HEALTH

Health system inequity in India

Thursday, 19 Feb, 2026

By Deepabali Bhattacharjee

Inequity in health system are systematic differences in health outcomes. According to the World Health Organization, Health inequities are differences in health status or in the distribution of health resources between different population groups, arising from the social conditions in which people are born, grow, live, work and age.

However, these inequities lead to large economic costs both to individuals and societies. Out of Pocket Expenditure (OOPE) on healthcare is a serious concern. OOPE on health care is the medical expenditure (both direct and indirect) less of reimbursement that individual pay while availing health care services.

However, according to a report by Ministry of Health and Family Welfare (2025) between 2014-15 and 2021-22, the share of OOPE in the Total Health Expenditure (THE) declined from 62.6% to 39.4% which remains a meaningful indicator of financial burden, particularly for the Empowered Action Group (EAG) states.

It cannot be neglected since this directly connects not only the well-being of that individual, but also family as a whole. The entire phenomena hits differently when the family belongs to the marginalized sections of the society. OOPE on healthcare forces people into financial catastrophe and reduces economic welfare.

But the impoverishment due to OOPE is most common among the poor or marginalized population group, and that creates hurdles in eradicating poverty in many countries. The catastrophic expenditure can force people to cut down on other necessities such as education and thereby further impact poverty. Also, some poor households might not take the health care services, in fear of catastrophic healthcare expenditure. They cannot afford the high medical expenditure involved which require compromise of other important necessities.
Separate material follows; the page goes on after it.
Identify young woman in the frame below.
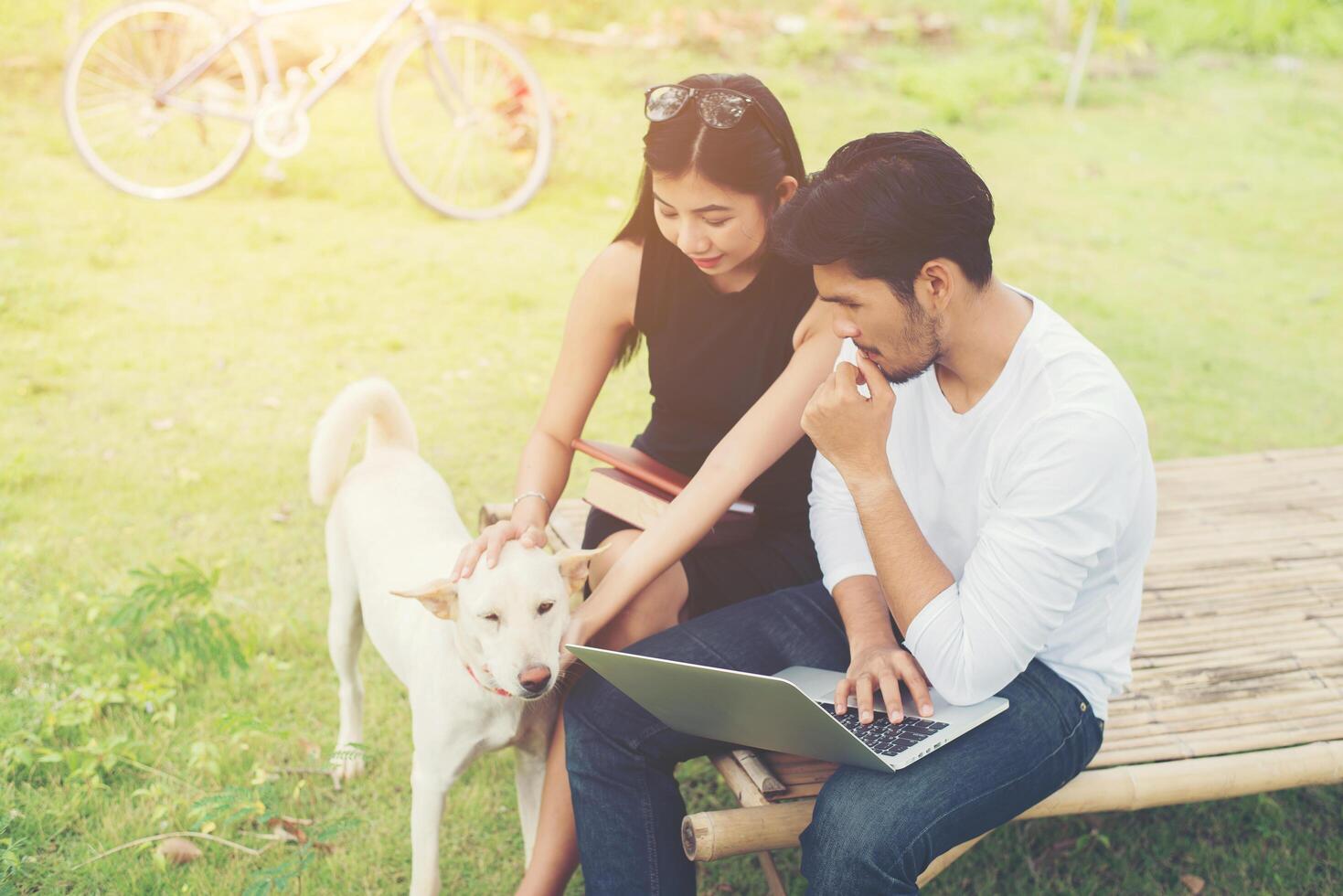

This further exacerbates their ill health and impacts earnings. They are therefore, being trapped in poverty. The EAG states of India are also lagging in the context of basic health infrastructure and health outcomes. Poor quality and waiting time in public hospitals is a serious problem for the inpatients of EAG states which lead to an increase in OOPE on health care in EAG states of India.

Three-fourths of inpatients rely on private hospitals in both rural (70 per cent) and urban (78 per cent) areas. Studies show that lack of quality and accessibility of the public health system coupled with the growing dominance of the private health sector have resulted in the poor resorting to private care, even though they are interested in seeking care from the public sector, both at
the national level and for EAG states. Further to the quality of health care, almost 63 percent of clinicians practicing in rural India have inadequate medical training and these have a large bearing on the indirect cost of medical care.

Three important factors to be taken care of that leads to catastrophic expenditure - first, accessibility of health services that requires OOP payments; household’s low ability to pay; and low prepayment mechanisms like insurance. However, elderly population, handicapped, chronically ill and infants are more vulnerable and exposed to this catastrophic health spending because they cannot afford to ignore their ill health and the high expenditure involved in the process.

Government intervention through public health spending or mass insurance coverage is required. Universal Health Coverage (UHC) is important to bring those marginalized and vulnerable people out of the vicious circle of poverty caused by this overburden of OOPE.

Ayushman Bharat was introduced to visualize the concept of Universal Health Coverage in India. UHC ensures all people having access to quality healthcare services – from prevention, promotion, treatment to rehabilitation and palliation – without facing financial constraints. This initiative was taken in response to high OOPE in India.

However, Health is a state subject, and implementation capacity varies widely. States with low per capita income struggle with monitoring and grievance redressal. Also, awareness about eligibility, procedures and entitlements under Ayushman Bharat is uneven.

Marginalized groups and people residing in extreme rural parts of the country lack clear information. Some regions even have poor internet connectivity, low digital literacy and understaffed hospitals. This leads to huge disparities in health facilities across states. Also, Ayushman Bharat takes into account hospitalization, rather than preventive and primary care.

In regions or states, where primary health services are weak, this leads to late-stage treatment rather than early intervention. Therefore implementation of the scheme has deep structural inequities. Existing unequal health facilities, regional imbalances and persistent OOPE indicates that the scheme benefits the population in developed regions of the country, limiting the potential to reduce health system inequity in India.

(Dr Deepabali Bhattacharjee is Faculty, Economics and Public Policy at the Indian Institute of Management in Haryana, India.)

The views expressed are personal and not necessarily those of The South Asian Times.